Having sat on a shelf in Hollywood for more than three decades, Tony Palmer’s intimate and elliptic documentary of Cohen on a European tour in 1972 has been preened, polished and digitally remastered by the director for its DVD debut. It’s an extraordinary study of an artist at work and the impact he has on his followers, but it’s a million miles from the happy-go-lucky japes of A Hard Day’s Night.
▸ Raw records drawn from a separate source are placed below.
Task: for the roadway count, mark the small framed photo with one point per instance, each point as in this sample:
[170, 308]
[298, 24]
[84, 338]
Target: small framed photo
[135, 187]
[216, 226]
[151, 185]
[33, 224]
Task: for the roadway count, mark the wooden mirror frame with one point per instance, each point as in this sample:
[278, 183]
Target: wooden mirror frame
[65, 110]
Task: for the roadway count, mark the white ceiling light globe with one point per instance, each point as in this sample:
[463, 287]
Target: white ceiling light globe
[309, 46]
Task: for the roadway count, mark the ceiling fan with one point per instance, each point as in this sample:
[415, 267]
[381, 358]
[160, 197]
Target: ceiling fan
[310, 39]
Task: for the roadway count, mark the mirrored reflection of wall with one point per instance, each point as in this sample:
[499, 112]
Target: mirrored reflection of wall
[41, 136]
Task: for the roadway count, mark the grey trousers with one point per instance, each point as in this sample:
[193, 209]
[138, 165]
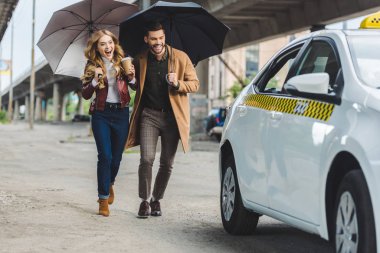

Palmer’s unobtrusive filming style, for which he would earn worldwide praise with the release of his marathon All You Need Is Love series a few years later, is perfectly suited to an enigmatic figure such as Cohen. There’s no real attempt to plug any new product (the singer had recently released his Songs Of Love & Hate album), instead the cameras eavesdrop on live shows in Dublin, London, Paris, culminating in Tel Aviv, which includes frightening footage of heavy-handed security attacking fans.
Cohen drifts throughout the proceedings less like a beloved musician and more like an academically-inclined guru, granting personal audiences to like-minded poets and writers. Yet he tends to brush off any suggestions by Palmer that he’s some kind of charismatic voice of wisdom, seemingly uncomfortable with the excitement his arrival in each city creates. He’s not the most forthcoming of interview subjects, but Palmer’s lens still manages to deliver a curiously revealing portrait.